Issue (i): Whether purchases made to implement a prior export contract amount to purchases in the course of export.
Analysis: A purchase made for the purpose of export is only a preparatory step and does not itself occasion the export. The constitutional protection extends only to the transaction that actually occasions the export, not to antecedent purchases made before the export sale is effected. The authorities relied upon by the Court established that integrated activities do not convert a prior purchase into a sale in the course of export.
Conclusion: The purchases were not purchases in the course of export and were not protected by Article 286(1)(b) of the Constitution of India.
Issue (ii): Whether the transactions were taxable under section 5(3)(b) read with Schedule III of the Mysore Sales Tax Act, 1957.
Analysis: Section 5(3)(b) imposes single-point taxation on purchases of goods specified in Schedule III. The expression identifying the point of levy does not require a series of purchases; if there is only one taxable purchase in the State, that transaction itself attracts the levy when made by the dealer liable to tax under the Act. Iron and manganese ore were covered by Schedule III, and the assessee's purchases fell within that charging structure.

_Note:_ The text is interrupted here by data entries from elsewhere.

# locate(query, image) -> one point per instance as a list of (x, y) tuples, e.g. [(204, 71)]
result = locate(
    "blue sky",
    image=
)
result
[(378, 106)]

Conclusion: The transactions were taxable under section 5(3)(b) read with Schedule III of the Mysore Sales Tax Act, 1957.
Issue (iii): Whether the Commissioner could exercise revisional power under section 21(2) of the Mysore Sales Tax Act, 1957 notwithstanding pending appeals before the Tribunal.
Analysis: The revisional power under section 21(2)(i) is an independent suo motu power and is not cut down by the limitation in clause (ii), which applies only to applications where no appeal has been preferred to the Tribunal. The proviso only imposes a temporal restriction and does not restrict the width of the suo motu revisional jurisdiction. The apprehension of conflict with appellate proceedings did not defeat the plain statutory language, and the order revised by the Commissioner was not shown to create any operative inconsistency with the pending appeals.
Conclusion: The Commissioner had jurisdiction to revise the Deputy Commissioner's order.
Final Conclusion: The levy on the disputed purchases and the Commissioner's revisional action were upheld, and the assessee obtained no relief in appeal.
Ratio Decidendi: A purchase made merely as a preparatory step for export is not a transaction in the course of export, and the Commissioner's suo motu revisional power under section 21(2)(i) operates independently of the pendency of an appeal unless expressly curtailed by statute.